Radio Times article: Keeping It Surreal

Gorillas, Arctic expeditions and men made of chamois leathers - prepare yourself for a weird new comedy world.

The first thing you notice when the Boosh walk in to the room is hair. Julian Barratt has multi-directional tendrils that writhe like snakes as he fiddles with them; his partner Noel Fielding has a fountain of blond, brown, purple and black stuff coming out of his head.

The second thing you notice is that they'd rather give a funny answer than a true one. "I'm a jazz fusion guitarist. I only ever listen to five albums by Weather Report. I dabble in comedy," Barratt says. He's actually an accomplished comic: the Boosh won the Perrier newcomer award at Edinburgh in 1998, and a Douglas Adams writing award for their radio series in 2001.

The third thing is that they only finish half the sentences they start, often abandoning them in favour of new, more exciting ones.

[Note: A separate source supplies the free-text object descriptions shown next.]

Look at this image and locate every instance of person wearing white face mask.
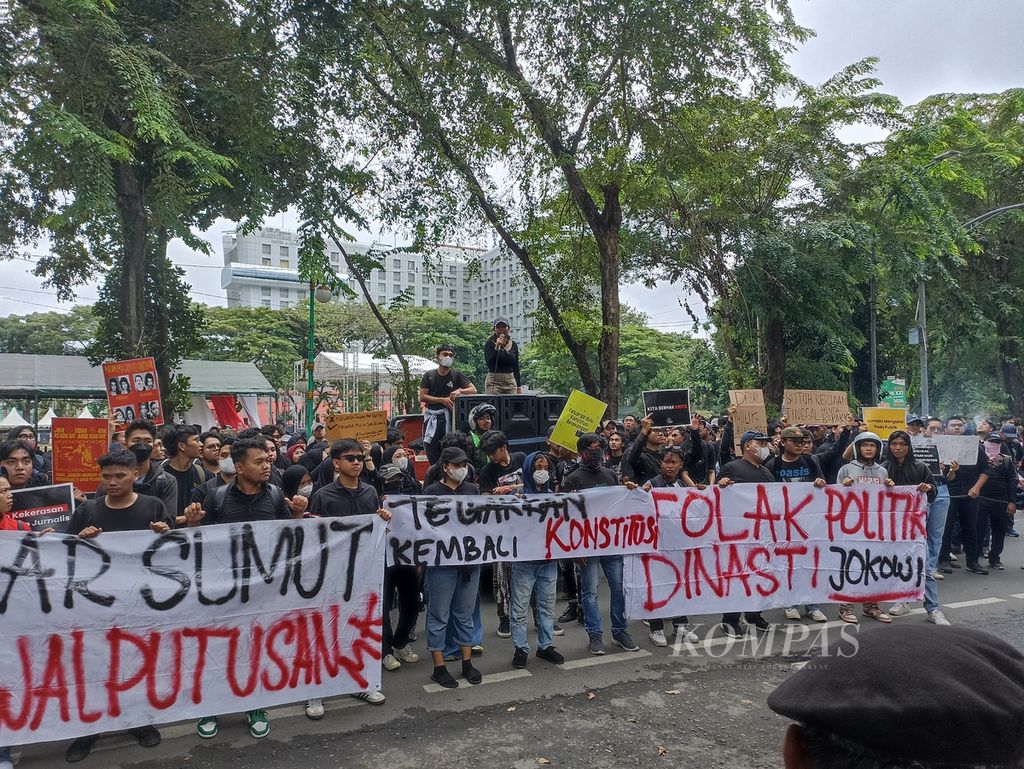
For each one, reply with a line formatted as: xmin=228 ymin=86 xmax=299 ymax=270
xmin=717 ymin=430 xmax=775 ymax=637
xmin=419 ymin=343 xmax=478 ymax=465
xmin=421 ymin=446 xmax=484 ymax=688
xmin=190 ymin=436 xmax=237 ymax=506
xmin=382 ymin=445 xmax=421 ymax=494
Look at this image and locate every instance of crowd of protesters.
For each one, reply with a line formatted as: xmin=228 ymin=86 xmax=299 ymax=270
xmin=2 ymin=320 xmax=1023 ymax=765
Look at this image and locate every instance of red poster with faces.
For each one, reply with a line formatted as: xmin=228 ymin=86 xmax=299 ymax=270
xmin=101 ymin=357 xmax=164 ymax=429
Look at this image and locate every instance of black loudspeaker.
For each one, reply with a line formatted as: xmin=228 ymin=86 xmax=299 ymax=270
xmin=508 ymin=437 xmax=548 ymax=457
xmin=501 ymin=394 xmax=538 ymax=439
xmin=536 ymin=395 xmax=567 ymax=436
xmin=455 ymin=394 xmax=502 ymax=434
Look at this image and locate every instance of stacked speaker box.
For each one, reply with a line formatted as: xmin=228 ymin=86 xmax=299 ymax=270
xmin=536 ymin=395 xmax=567 ymax=436
xmin=500 ymin=394 xmax=538 ymax=439
xmin=454 ymin=394 xmax=502 ymax=434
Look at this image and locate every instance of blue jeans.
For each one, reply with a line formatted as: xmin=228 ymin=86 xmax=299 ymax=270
xmin=925 ymin=486 xmax=950 ymax=613
xmin=0 ymin=746 xmax=9 ymax=763
xmin=511 ymin=561 xmax=557 ymax=652
xmin=444 ymin=591 xmax=483 ymax=657
xmin=426 ymin=566 xmax=481 ymax=652
xmin=580 ymin=555 xmax=626 ymax=636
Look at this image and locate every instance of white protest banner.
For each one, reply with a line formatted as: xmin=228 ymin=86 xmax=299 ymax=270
xmin=623 ymin=484 xmax=928 ymax=618
xmin=928 ymin=435 xmax=979 ymax=466
xmin=384 ymin=486 xmax=658 ymax=567
xmin=0 ymin=516 xmax=385 ymax=746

This is most apparent when they try to define what The Mighty Boosh, their ultra-weird new series, is.

They play zookeepers who frequently leave their cages behind to go on quests - to the arctic, or even other dimensions. It's been labeled "tripcom" for its hallucinogenic qualities and is a departure from dark, suburban comedy, having more in common with Monty Python's anarchy and The Hitchhiker's Guide to the Galaxy's astonishing creativity. Fielding explains: "We were living in Hackney, but we thought we'd rather live in a magical forest."

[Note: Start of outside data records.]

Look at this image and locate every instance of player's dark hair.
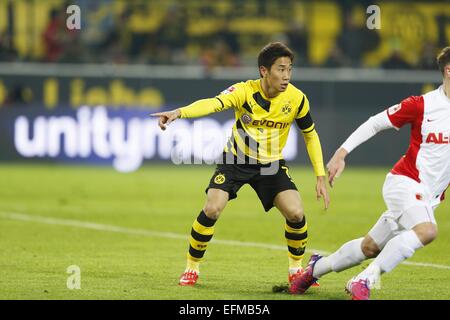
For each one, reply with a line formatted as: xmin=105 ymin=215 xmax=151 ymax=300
xmin=437 ymin=46 xmax=450 ymax=76
xmin=258 ymin=42 xmax=294 ymax=77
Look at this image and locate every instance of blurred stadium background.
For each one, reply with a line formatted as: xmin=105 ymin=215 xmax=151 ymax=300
xmin=0 ymin=0 xmax=449 ymax=300
xmin=0 ymin=0 xmax=449 ymax=169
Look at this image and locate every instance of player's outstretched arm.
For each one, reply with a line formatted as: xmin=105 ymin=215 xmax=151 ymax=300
xmin=150 ymin=97 xmax=230 ymax=131
xmin=326 ymin=147 xmax=348 ymax=187
xmin=150 ymin=109 xmax=181 ymax=131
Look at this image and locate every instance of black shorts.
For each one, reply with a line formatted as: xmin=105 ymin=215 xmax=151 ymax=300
xmin=206 ymin=155 xmax=298 ymax=212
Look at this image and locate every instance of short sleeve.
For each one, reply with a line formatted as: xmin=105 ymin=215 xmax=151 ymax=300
xmin=295 ymin=94 xmax=310 ymax=119
xmin=386 ymin=96 xmax=424 ymax=129
xmin=215 ymin=82 xmax=247 ymax=109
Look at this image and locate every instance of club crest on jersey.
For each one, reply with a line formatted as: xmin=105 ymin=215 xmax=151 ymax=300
xmin=388 ymin=104 xmax=401 ymax=115
xmin=214 ymin=173 xmax=226 ymax=184
xmin=241 ymin=114 xmax=252 ymax=124
xmin=220 ymin=86 xmax=236 ymax=95
xmin=282 ymin=105 xmax=292 ymax=115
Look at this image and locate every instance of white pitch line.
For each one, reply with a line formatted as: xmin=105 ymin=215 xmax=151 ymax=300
xmin=1 ymin=211 xmax=449 ymax=270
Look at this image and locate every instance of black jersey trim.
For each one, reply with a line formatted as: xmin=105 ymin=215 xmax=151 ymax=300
xmin=253 ymin=92 xmax=271 ymax=112
xmin=296 ymin=96 xmax=306 ymax=117
xmin=296 ymin=112 xmax=314 ymax=130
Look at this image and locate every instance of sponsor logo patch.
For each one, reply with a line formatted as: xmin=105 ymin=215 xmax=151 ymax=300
xmin=241 ymin=114 xmax=252 ymax=125
xmin=220 ymin=86 xmax=236 ymax=95
xmin=251 ymin=119 xmax=289 ymax=129
xmin=425 ymin=132 xmax=449 ymax=144
xmin=388 ymin=104 xmax=401 ymax=115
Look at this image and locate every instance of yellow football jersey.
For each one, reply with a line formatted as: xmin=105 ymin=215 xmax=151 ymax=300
xmin=216 ymin=79 xmax=314 ymax=163
xmin=179 ymin=79 xmax=324 ymax=176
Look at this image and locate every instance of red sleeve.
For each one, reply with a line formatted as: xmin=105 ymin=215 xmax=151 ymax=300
xmin=441 ymin=185 xmax=449 ymax=202
xmin=386 ymin=96 xmax=424 ymax=129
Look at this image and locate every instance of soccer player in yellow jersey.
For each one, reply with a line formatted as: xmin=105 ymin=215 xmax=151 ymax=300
xmin=151 ymin=42 xmax=330 ymax=286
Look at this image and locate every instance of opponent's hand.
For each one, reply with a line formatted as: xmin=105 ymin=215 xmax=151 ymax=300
xmin=326 ymin=148 xmax=348 ymax=187
xmin=150 ymin=109 xmax=181 ymax=130
xmin=316 ymin=175 xmax=330 ymax=210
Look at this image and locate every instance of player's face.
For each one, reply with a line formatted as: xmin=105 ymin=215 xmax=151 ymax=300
xmin=266 ymin=57 xmax=292 ymax=92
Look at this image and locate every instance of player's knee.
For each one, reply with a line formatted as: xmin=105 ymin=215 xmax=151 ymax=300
xmin=285 ymin=207 xmax=304 ymax=223
xmin=414 ymin=224 xmax=438 ymax=245
xmin=361 ymin=237 xmax=380 ymax=258
xmin=203 ymin=203 xmax=224 ymax=220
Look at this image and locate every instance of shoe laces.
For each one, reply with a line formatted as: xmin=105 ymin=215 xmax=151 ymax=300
xmin=183 ymin=270 xmax=198 ymax=279
xmin=357 ymin=279 xmax=369 ymax=288
xmin=354 ymin=279 xmax=370 ymax=294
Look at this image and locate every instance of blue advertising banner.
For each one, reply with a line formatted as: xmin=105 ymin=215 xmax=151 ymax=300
xmin=0 ymin=105 xmax=300 ymax=172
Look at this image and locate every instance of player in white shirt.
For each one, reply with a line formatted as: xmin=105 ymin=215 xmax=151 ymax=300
xmin=290 ymin=47 xmax=450 ymax=300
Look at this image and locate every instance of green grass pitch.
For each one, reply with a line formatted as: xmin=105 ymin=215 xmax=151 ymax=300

The show was born in the mid-1990s when Fielding and Barratt teamed up to do something different from conventional stand-up. "in our first show we came out covered in shaving foam and danced arounda s two white characters called the Hoop brothers," claims Fielding.

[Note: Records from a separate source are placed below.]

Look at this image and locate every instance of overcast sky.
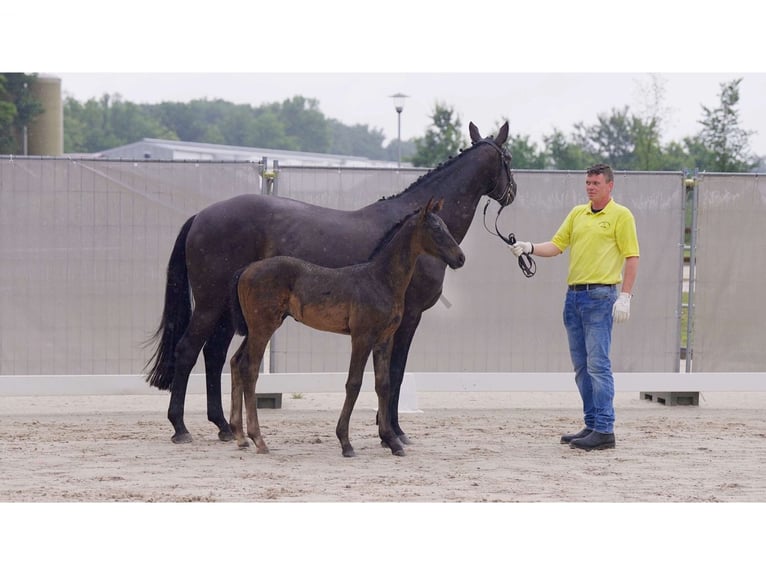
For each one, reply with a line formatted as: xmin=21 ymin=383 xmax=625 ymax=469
xmin=12 ymin=1 xmax=766 ymax=155
xmin=50 ymin=72 xmax=766 ymax=155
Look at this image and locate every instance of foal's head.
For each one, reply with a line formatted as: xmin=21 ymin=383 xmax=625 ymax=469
xmin=417 ymin=198 xmax=465 ymax=270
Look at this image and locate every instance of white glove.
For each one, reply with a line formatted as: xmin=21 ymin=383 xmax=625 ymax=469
xmin=510 ymin=241 xmax=533 ymax=258
xmin=612 ymin=292 xmax=632 ymax=323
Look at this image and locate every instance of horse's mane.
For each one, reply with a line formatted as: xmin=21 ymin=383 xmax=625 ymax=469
xmin=376 ymin=138 xmax=486 ymax=202
xmin=366 ymin=206 xmax=421 ymax=261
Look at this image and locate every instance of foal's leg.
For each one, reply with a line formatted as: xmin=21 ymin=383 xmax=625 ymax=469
xmin=336 ymin=337 xmax=372 ymax=458
xmin=229 ymin=339 xmax=249 ymax=448
xmin=242 ymin=332 xmax=272 ymax=454
xmin=373 ymin=340 xmax=405 ymax=457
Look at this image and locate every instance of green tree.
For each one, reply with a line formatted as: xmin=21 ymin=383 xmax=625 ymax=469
xmin=507 ymin=133 xmax=547 ymax=169
xmin=409 ymin=102 xmax=466 ymax=167
xmin=542 ymin=128 xmax=596 ymax=170
xmin=328 ymin=120 xmax=387 ymax=159
xmin=150 ymin=99 xmax=229 ymax=143
xmin=249 ymin=109 xmax=289 ymax=148
xmin=633 ymin=74 xmax=671 ymax=170
xmin=631 ymin=116 xmax=664 ymax=171
xmin=572 ymin=106 xmax=636 ymax=169
xmin=384 ymin=138 xmax=415 ymax=163
xmin=219 ymin=104 xmax=262 ymax=147
xmin=696 ymin=78 xmax=758 ymax=172
xmin=656 ymin=139 xmax=697 ymax=171
xmin=63 ymin=94 xmax=175 ymax=152
xmin=0 ymin=77 xmax=16 ymax=152
xmin=493 ymin=117 xmax=548 ymax=168
xmin=264 ymin=96 xmax=330 ymax=151
xmin=0 ymin=73 xmax=43 ymax=154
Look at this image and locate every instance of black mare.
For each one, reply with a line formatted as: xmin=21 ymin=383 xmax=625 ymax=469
xmin=145 ymin=121 xmax=516 ymax=443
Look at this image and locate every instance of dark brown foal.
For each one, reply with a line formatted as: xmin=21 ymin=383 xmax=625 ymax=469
xmin=229 ymin=198 xmax=465 ymax=457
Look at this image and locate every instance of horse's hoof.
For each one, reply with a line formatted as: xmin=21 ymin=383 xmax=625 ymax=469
xmin=342 ymin=448 xmax=357 ymax=458
xmin=384 ymin=434 xmax=411 ymax=446
xmin=218 ymin=430 xmax=235 ymax=442
xmin=237 ymin=440 xmax=250 ymax=449
xmin=256 ymin=446 xmax=270 ymax=454
xmin=392 ymin=449 xmax=406 ymax=457
xmin=171 ymin=432 xmax=193 ymax=444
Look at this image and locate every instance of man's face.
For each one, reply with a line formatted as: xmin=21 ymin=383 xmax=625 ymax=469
xmin=585 ymin=173 xmax=613 ymax=205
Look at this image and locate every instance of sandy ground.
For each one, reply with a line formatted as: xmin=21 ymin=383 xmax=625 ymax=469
xmin=2 ymin=389 xmax=766 ymax=503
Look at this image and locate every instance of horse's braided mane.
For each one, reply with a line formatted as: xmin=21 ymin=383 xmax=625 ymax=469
xmin=366 ymin=205 xmax=422 ymax=261
xmin=376 ymin=138 xmax=486 ymax=202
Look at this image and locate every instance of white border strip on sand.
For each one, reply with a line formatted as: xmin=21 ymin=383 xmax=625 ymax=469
xmin=0 ymin=371 xmax=764 ymax=396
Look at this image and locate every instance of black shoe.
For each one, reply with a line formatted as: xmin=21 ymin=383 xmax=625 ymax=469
xmin=560 ymin=427 xmax=592 ymax=444
xmin=570 ymin=431 xmax=616 ymax=451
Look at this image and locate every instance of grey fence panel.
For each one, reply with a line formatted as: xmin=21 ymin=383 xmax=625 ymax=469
xmin=0 ymin=158 xmax=260 ymax=376
xmin=269 ymin=168 xmax=684 ymax=374
xmin=267 ymin=167 xmax=427 ymax=373
xmin=275 ymin=165 xmax=426 ymax=207
xmin=417 ymin=170 xmax=684 ymax=374
xmin=692 ymin=174 xmax=766 ymax=371
xmin=0 ymin=158 xmax=695 ymax=379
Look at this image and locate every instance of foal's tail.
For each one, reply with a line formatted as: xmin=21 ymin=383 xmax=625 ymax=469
xmin=144 ymin=215 xmax=196 ymax=390
xmin=229 ymin=267 xmax=248 ymax=338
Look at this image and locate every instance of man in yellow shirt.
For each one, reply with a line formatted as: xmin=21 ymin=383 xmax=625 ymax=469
xmin=511 ymin=163 xmax=639 ymax=451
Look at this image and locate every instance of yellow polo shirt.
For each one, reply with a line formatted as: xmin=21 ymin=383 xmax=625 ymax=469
xmin=551 ymin=198 xmax=640 ymax=286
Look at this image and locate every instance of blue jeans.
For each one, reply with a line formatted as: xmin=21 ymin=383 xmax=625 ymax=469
xmin=563 ymin=285 xmax=619 ymax=434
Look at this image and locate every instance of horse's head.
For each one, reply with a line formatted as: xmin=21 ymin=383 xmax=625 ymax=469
xmin=419 ymin=197 xmax=466 ymax=270
xmin=469 ymin=121 xmax=517 ymax=208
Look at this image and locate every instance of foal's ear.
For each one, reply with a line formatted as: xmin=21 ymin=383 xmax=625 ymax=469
xmin=424 ymin=196 xmax=443 ymax=215
xmin=424 ymin=196 xmax=435 ymax=215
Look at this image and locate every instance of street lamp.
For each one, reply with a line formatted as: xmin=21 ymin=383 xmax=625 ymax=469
xmin=390 ymin=93 xmax=408 ymax=168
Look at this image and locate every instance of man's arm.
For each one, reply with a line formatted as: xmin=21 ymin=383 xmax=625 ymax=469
xmin=621 ymin=256 xmax=639 ymax=295
xmin=510 ymin=240 xmax=562 ymax=258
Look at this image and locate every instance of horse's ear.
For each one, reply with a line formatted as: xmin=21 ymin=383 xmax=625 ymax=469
xmin=469 ymin=122 xmax=481 ymax=143
xmin=495 ymin=121 xmax=509 ymax=145
xmin=433 ymin=198 xmax=444 ymax=213
xmin=424 ymin=196 xmax=435 ymax=216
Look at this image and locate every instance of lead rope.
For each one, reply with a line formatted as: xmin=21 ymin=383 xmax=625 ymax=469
xmin=482 ymin=199 xmax=536 ymax=278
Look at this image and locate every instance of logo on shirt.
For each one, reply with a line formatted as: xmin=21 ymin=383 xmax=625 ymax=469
xmin=599 ymin=221 xmax=611 ymax=230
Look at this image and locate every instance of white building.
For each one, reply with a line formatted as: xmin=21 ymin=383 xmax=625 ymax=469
xmin=97 ymin=138 xmax=406 ymax=168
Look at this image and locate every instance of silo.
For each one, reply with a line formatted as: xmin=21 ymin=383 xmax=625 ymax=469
xmin=27 ymin=74 xmax=63 ymax=156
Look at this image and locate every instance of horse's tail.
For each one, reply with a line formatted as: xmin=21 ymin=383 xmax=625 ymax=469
xmin=229 ymin=267 xmax=248 ymax=337
xmin=144 ymin=215 xmax=196 ymax=390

Edinburgh in 1999 saw Barratt playing a monster made out of Jiffy bags. "We were working in a post office," he says. "So it's not illogical to have a boss made out of Jiffy bags."

The TV series features more DIY monsters. In one episode, Fielding falls through a mirror and meets a man made of chamois leathers and sponges. But Boosh is not simply a freak show - it boasts plenty of unhinged exchanges between Fielding's idiot savant and Barratt's intellectually arrogant fool, both characters based closely on their own personalities.

For a long time, TV was wary of the Boosh. "If you do weird stuff," says Fielding, "they think, 'You're mad, you probably eat chairs.'"

The fourth thing you realise when the Boosh are in the room is that you can't stop laughing.